On 23 March 2020, the UK Supreme Court (UKSC) published the following update concerning time limits and extensions of time during the COVID-19 outbreak:
– Time limits in UKSC and Judicial Committee of the Privy Council cases will be applied flexibly, and parties should avoid unnecessary disputes over procedural matters in accordance with the ‘overriding objective’ of the Civil Procedure Rules.
– Parties will not need to make a formal application to the court for an extension of time for any period of less than three weeks. Instead, they should email the court registry with details, copying all other parties. However, if the application relates to a hearing which is listed in the next six weeks, a formal application will be required.
So far, there has been no announcement as to whether the lower courts of England and Wales will take a similarly flexible approach to deadlines. The current guidance from the Law Society of England and Wales is that litigants who are having trouble meeting a pending court deadline will need to make an application to the court in the normal way.
There is some scope in the Civil Procedure Rules for parties to extend time limits by written agreement, without a formal application to the court.

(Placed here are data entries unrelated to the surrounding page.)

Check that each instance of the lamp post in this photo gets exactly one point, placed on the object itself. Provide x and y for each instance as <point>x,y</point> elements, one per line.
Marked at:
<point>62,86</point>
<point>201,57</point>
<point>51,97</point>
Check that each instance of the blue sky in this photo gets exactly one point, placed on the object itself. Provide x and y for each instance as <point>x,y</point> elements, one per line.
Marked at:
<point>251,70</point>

However, parties’ ability to extend a time limit by prior written agreement is in most cases capped at 28 days and is subject to the requirement that the proposed extension does not put any hearing date at risk. Parties will need to obtain court approval for any longer extension, although this may be done by consent order.
Some legal practitioners have raised concerns that high numbers of applications to vary time limits could place a further burden on the courts’ resources, at a time when they are already dealing with the significant challenges of the COVID-19 outbreak. It is possible that emergency amendments to the Civil Procedure Rules could be made over the coming days to address this.

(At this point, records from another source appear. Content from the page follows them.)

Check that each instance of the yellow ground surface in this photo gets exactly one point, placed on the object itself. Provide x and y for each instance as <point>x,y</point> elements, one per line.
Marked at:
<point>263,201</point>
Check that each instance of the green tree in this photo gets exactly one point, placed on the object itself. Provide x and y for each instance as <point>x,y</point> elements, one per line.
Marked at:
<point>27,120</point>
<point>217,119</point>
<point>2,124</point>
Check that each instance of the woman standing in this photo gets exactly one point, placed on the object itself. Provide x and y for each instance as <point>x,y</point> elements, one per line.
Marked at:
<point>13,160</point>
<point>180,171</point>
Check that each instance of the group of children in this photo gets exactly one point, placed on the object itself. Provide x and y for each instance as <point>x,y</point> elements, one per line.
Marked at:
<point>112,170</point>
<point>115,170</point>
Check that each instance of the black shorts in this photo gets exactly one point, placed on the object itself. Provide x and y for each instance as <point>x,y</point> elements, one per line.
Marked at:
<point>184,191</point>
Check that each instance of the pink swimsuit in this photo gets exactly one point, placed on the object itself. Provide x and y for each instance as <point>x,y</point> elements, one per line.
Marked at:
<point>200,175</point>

In the meantime, some parties may want to consider making a pre-emptive application asking the court to exercise its case management powers to give greater flexibility. One such order is reported to have been made last week inO’Driscoll -v- F.I.V.E Bianchi S.P.A. The High Court granted the claimant’s request for permission for the parties to agree extensions of time for up to 56 days, without further order from the court. However, an order of this kind is unlikely to be appropriate in all cases, especially if it would jeopardise an existing hearing date.
Finally, parties who refuse reasonable requests for time extensions may potentially face sanctions including costs penalties. Given the widespread disruption caused to businesses and individuals as a result of COVID-19, it will be particularly important at the present time to give careful consideration to any extension request by an opponent.